XX. A LIFE-AND-DEATH STRUGGLE.

It isn’t often a man can stand at his own drawing-room window and be the interested spectator at a combat of wild beasts, where one antagonist not only conquers, but also fairly devours the other! Yet such Roman sport I have just this moment been unlucky enough to witness. Unlucky enough, I say, because the victor did not first kill and then eat his victim, as any combatant with a spark of chivalry in his nature would have done, but slowly chewed him up alive before my eyes, with no more consideration for the feelings of the vanquished than if the unfortunate creature had been a vegetable. I don’t mean to pretend it was tiger versus cobra. The assailant was a thrush, the defender an earthworm. Now, thrushes, we all know, are sweet songsters when they have dined. Has not George Meredith hymned them, as Shelley the skylark? But if you want to see the poetry taken clean out of a thrush, just watch him as he catches and devours an earthworm! The poor unsuspicious annelid, feeling the joy of spring stir in his sluggish veins, comes to the surface for a moment in search of those fallen leaves which form the staple of his blameless vegetarian diet. No mole shakes the earth; the sod is fresh and moist; here seems a propitious moment for an above-ground excursion. So the earthworm pokes out his head and peers around him inquiringly; peers, I venture to say, blind beast though he be, because his method of feeling his way and exploring by touch is so human and inquisitive. But embodied Fate is on the watch, silent, keen-eyed, immovable; and no sooner does that slimy soul poke his nose above the ground than the thrush is upon him, quick and deadly as lightning. In one second the creature feels himself seized by one of his scaly rings, held fast in an iron vice, and slowly chewed piecemeal with the utmost deliberation. He wriggles and squirms, but all in vain; the thrush munches calmly on, now with this side of his bill, now that, drawing the worm ring by ring from the soil to which he desperately clings, and enjoying him as he goes with most evident gusto.

Both are intruders here. When first we came to our hilltop there were no thrushes and no earthworms, no house-martins and no sparrows. But the building of one simple red-tiled cottage set up endless changes in the fauna and flora. A whole revolution was inaugurated over a realm of three acres. The house-martins were the first to come; they settled in before us. Ancestral instinct has taught them to know well that where a house is built there will be eaves to nest under, and people will inhabit it, who throw about meat and fruit, which attract the flies; and flies are the natural diet of house-martins. The sparrows came next; but the thrushes loitered longer.
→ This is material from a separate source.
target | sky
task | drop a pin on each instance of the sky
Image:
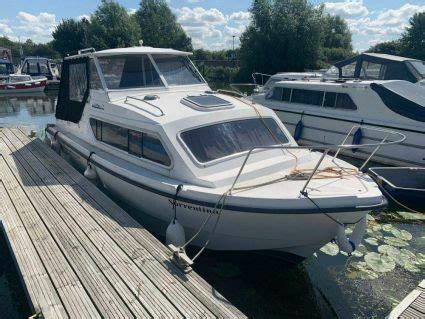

And the manner of their coming was after this fashion—

The powers that be had decided on a tennis-lawn. Previously nothing but heather and gorse spread over the hilltop; that is the native vegetation of this light sandstone upland. But in order to have tennis you must needs have a sward; so, much against the grain, we grubbed up wild heath enough to make a court, and sowed it for a tennis-lawn. Grass cannot grow, however, on such poor light soil as suits heather best, so we imported a few cartloads of mould and manure from a farm in the valley. With the mould came worms, who, finding a fair field, began to be fruitful and multiply and replenish the earth with laudable rapidity. Few or no earthworms live in the shallow sand of the open moor; and, though a mole or two can just eke out a precarious living here and there in the softer and grassier hollows—I see their mounds every day as I cross the common—worms are not nearly abundant enough to tempt the epicurean and greedy thrushes from the shelter of the valley. For the mole, you see, goes out hunting underground on the trail of the earthworm; but the thrush must needs depend upon the few stray stragglers which come to the surface morning and evening.

No sooner had worms begun to make castings on the lawn, however, than some Columbus thrush discovered a new world was opened to him. He and his mate took formal possession of the patch of green, which they hold as their own, using it regularly as a private hunting-ground. Every other tennis-lawn in the neighbourhood similarly supports its pair of thrushes, as (according to the poet) every rood of ground in England once “maintained its man.” One of our neighbours has three lawns, terraced off in steps, and each has been annexed by a particular thrush family, which holds it stoutly against all comers. It is a curious sight in spring, when the nestlings are young, to see the parent birds going carefully over the ground—surveying it in squares, as it were—the cock a little in front, the hen hopping after him at some distance on one side, and making sure that not an inch of the superficial area remains unhunted. They eat many snails, too, breaking the shells against big stones; and they hunt for slugs now and then in the moist ditch by the roadway. While the nestlings are unfledged the industry of the elder birds is ceaseless; for they lay in early spring, and have to rear their young while food is still far from cheap or abundant. And, oh! but it is a gruesome sight to see them teaching the young idea of their kind how to tackle a worm—how to drag him from his burrow, ring after ring, as he struggles, to chop him up and mangle him till resistance and escape are absolutely hopeless, and then to devour him piecemeal. But in autumn the fierce heart of the carnivore softens; worms being then scarce, he condescends to berries.